モントゥー&パリ音楽院管によるストラヴィンスキーの≪春の祭典≫を聴いて

モントゥー&パリ音楽院管によるストラヴィンスキーの≪春の祭典≫(1956年録音)を聴いてみました。

モントゥーは、このバレエ音楽が1913年にパリのシャンゼリゼ劇場で初演された時の指揮者。その初演の様子は、次のようであったそうです。
観客ははじめの数小節で騒ぎ出し、バレエがいくらも進行しないうちに客席は喧騒の渦と化してしまった。
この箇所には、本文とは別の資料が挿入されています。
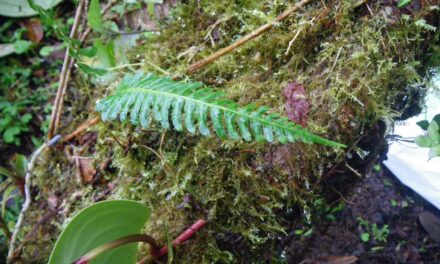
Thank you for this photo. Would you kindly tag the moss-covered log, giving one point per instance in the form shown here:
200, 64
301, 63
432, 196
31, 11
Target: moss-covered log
360, 63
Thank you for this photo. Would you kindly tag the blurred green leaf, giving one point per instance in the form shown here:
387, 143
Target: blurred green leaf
98, 224
94, 16
91, 71
88, 52
423, 124
105, 53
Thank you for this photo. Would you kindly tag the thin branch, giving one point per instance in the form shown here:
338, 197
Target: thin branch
64, 72
196, 66
5, 228
182, 238
83, 127
27, 192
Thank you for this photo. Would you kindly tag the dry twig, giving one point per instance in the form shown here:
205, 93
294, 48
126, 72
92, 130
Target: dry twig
63, 80
27, 192
67, 69
196, 66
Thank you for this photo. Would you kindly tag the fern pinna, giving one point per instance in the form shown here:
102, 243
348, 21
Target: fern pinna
147, 97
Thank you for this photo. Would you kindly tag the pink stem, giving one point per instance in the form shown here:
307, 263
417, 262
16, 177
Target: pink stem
182, 238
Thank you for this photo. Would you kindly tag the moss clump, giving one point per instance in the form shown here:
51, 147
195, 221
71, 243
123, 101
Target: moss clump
355, 61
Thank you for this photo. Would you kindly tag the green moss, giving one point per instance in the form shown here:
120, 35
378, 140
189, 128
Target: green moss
354, 66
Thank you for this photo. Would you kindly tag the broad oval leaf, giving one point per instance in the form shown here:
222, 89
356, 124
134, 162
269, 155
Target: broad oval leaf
98, 224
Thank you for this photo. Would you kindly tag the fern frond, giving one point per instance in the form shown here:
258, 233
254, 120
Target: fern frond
191, 105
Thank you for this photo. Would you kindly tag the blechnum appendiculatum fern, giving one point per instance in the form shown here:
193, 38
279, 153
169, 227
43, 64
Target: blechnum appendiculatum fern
191, 105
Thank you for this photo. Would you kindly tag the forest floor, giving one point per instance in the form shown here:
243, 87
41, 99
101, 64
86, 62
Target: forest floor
380, 224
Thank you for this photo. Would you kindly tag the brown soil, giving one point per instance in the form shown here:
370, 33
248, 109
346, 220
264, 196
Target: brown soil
379, 199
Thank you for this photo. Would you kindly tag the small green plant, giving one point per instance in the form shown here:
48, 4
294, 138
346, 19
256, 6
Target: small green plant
97, 225
145, 97
432, 137
106, 233
11, 187
380, 234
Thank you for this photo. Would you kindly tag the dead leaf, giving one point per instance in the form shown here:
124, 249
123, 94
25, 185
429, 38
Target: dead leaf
297, 106
34, 30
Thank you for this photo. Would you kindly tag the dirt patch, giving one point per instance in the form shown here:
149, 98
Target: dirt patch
380, 200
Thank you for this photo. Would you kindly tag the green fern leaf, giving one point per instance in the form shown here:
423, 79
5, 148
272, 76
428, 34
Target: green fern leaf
142, 99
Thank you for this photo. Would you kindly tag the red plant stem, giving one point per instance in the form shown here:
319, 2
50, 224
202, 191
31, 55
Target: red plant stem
182, 238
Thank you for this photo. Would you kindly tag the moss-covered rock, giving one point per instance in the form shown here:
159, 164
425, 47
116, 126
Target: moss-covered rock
360, 63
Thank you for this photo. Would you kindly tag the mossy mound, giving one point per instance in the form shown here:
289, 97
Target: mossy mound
356, 61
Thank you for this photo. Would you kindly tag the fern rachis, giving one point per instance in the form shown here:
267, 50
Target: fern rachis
150, 97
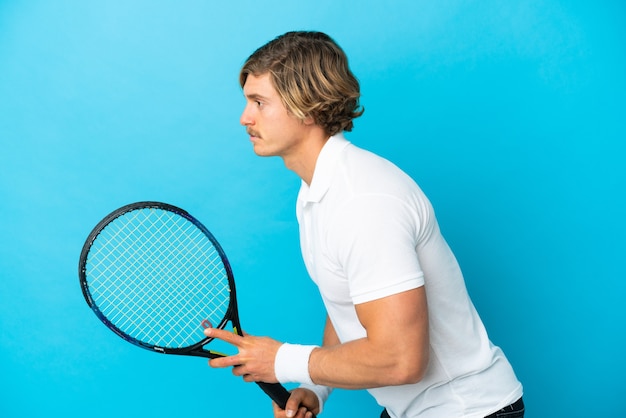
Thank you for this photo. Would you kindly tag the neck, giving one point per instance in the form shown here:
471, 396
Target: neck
302, 162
モントゥーは、1951年にボストン響とも同曲をセッション録音しており、そちらのほうが切れ味の鋭い演奏になっていると思います。そのボストン響盤に比べると、このパリ音楽院盤は、少々おっとりしているように思えます。
この曲に備わっているバーバリズムは薄いように思われます。そのうえで、独特の「薫り高さ」のようなものが感じられる演奏となっている。この点は、モントゥーの音楽性と、パリ音楽院管の特質とが融合された結果でもあるのだろうと言いたい。
その一方で、克明でもある。その顕著な例として、第1部の最後場面などでは、各声部がくっきりと浮かび上がってきています。また、バーバリズムとは異なりつつも、十分に力感に富んでいる。色彩豊かでもある。
そして、何よりも、確信に満ちた音楽づくりのようなものが感じられます。そこからは、風格が漂ってくるかのよう。

この作品のスキャンダラスな初演に直接的に関わっている「歴史の生き証人」であったモントゥーによる、ステレオ録音。しかも、初演されたパリに本拠地を置くオーケストラとの共演。
≪春の祭典≫の音盤史上、忘れることのできない、貴重な記録。そんなふうに言えるのではないでしょうか。